After more than five days of running on almost no sleep, Dmitry Klimov was the only runner left on the course at Biotropika 2026 in Russia’s Leningrad Region. By the time he finished his final loop, he had completed 123 laps, totalling 824.8 km, or 512.5 miles. That is the new men’s Backyard Ultra world record.
The previous mark belonged to Phil Gore of Australia, who ran 119 laps at the Dead Cow Gully event in Queensland on June 26, 2025. Klimov beat it by four laps, and he wasn’t alone in doing so. Dmitry Sheremet and Ivan Zaborsky, the last two runners knocked out before Klimov, both pushed past 119 before stopping. All three reached at least 121 laps, or more than 811 km. That makes Biotropika 2026 the longest Backyard Ultra ever held, eclipsing standards reset at recent Backyard Ultra World Championships.

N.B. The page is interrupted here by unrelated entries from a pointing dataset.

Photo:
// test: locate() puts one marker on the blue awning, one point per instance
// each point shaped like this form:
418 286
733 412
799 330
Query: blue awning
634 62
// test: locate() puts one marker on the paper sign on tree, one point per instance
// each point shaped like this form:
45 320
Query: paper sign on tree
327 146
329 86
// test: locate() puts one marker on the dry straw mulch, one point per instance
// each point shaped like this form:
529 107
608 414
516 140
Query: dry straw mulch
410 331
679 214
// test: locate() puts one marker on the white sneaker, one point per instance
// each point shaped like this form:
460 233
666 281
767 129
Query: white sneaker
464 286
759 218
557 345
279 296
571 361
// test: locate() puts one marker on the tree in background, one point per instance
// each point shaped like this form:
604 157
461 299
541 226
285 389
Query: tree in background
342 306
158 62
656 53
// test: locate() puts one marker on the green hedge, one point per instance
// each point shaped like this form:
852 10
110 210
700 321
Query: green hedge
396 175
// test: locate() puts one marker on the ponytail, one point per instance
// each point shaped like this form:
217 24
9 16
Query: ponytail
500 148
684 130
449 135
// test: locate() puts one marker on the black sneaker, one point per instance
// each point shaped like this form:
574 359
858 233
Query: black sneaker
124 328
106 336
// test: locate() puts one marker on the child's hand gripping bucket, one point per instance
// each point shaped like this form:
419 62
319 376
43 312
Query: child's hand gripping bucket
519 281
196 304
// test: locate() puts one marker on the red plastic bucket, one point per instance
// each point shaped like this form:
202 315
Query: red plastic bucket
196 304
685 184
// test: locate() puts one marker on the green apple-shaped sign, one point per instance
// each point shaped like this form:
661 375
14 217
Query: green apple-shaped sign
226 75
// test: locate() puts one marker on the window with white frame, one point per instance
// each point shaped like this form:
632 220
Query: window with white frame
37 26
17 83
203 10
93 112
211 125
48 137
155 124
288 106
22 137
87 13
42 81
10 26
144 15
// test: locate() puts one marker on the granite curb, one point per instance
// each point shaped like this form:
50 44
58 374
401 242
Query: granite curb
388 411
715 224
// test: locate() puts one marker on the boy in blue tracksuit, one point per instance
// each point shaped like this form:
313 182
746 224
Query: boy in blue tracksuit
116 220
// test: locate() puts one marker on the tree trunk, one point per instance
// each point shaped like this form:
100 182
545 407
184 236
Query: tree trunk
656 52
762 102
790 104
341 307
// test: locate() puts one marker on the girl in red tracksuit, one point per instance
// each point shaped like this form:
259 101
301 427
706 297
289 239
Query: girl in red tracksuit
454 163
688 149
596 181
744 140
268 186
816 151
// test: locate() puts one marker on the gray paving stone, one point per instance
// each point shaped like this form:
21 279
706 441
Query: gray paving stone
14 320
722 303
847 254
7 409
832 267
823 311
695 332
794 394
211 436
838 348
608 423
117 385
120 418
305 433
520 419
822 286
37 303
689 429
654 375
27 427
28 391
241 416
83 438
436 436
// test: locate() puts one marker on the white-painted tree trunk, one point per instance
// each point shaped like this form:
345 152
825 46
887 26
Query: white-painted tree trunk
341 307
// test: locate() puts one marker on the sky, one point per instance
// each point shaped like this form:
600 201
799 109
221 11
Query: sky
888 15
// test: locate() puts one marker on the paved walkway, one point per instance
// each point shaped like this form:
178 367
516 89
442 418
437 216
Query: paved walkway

The format, created by Tennessee ultrarunner Lazarus Lake, is straightforward in theory. Runners cover a 6.706 km loop (4.167 miles) and have to finish it within the hour. Whoever is still in the race starts the next loop at the top of the next hour. It continues until only one person completes a lap in time. Speed barely matters. What decides a backyard is sleep deprivation, foot care, and the discipline to run easy when everyone around you is doing the same. Klimov’s mark also surpasses Poland’s Łukasz Wróbel, who briefly held the record at 116 loops in 2025 before Gore took it.
The women’s record also fell at the event. Vera Chekalina, 49, ran 96 laps for 643.2 km, setting a new women’s world record for the format and joining a short list of athletes who have rewritten the long-distance record books this year.
Organizers said supporters donated more than 215,000 rubles (nearly $3,000 USD) to the athletes during the event.